Nous avons également mené une réflexion sur la protection de la ressource et le maintien des zones humides, qui sont des réserves d’eau naturelles très précieuses et essentielles à la biodiversité.
Quelles sont les sources d’inspiration que vous avez suivies pour vous faire une idée de ce projet ?
Nous avons réalisé une étude bibliographique sur la gestion de l’acheminement de l’eau dans les zones de montagne soumises à ces problèmes de pression liée aux différences d’altitude.
Nous nous sommes notamment intéressés à des exemples suisses d’installations de turbines qui permettent de transformer l’énergie de l’eau sous pression en électricité.
Cela nous a inspirés : cette solution pouvait résoudre notre problème tout en produisant de l’énergie verte !
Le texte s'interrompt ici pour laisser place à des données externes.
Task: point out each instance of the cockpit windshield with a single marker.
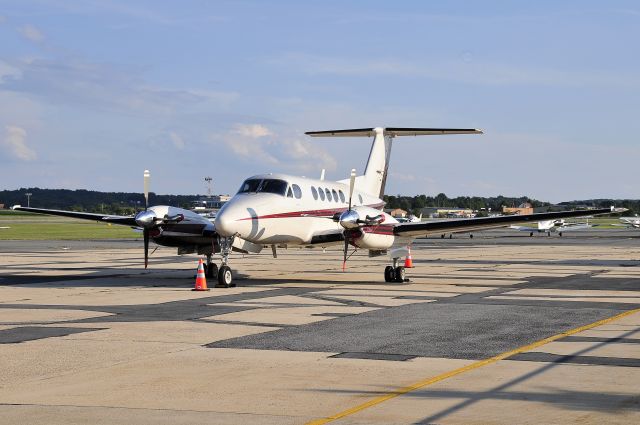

Concernant les zones humides, nous avons été précurseurs, car le projet a été conçu en 2015. Aujourd’hui, ces pratiques se développent.
Est‐ce qu’une étude de faisabilité et/ou d’impact a été réalisée sur ce projet ?
Nous avons fait appel au bureau d’études local AB2R pour réaliser l’étude à partir d’un cahier des charges qui intégrait 3 objectifs. Avant tout, il s’agissait de concevoir une solution qui permette de distribuer l’eau en quantité et qualité suffisante, sans menacer la ressource.
Nous souhaitions également maintenir le surplus d’eau dans les zones humides d’altitude. Enfin, le bureau d’études devait nous proposer une solution qui prévoit l’installation de turbines pour transformer la pression en électricité verte.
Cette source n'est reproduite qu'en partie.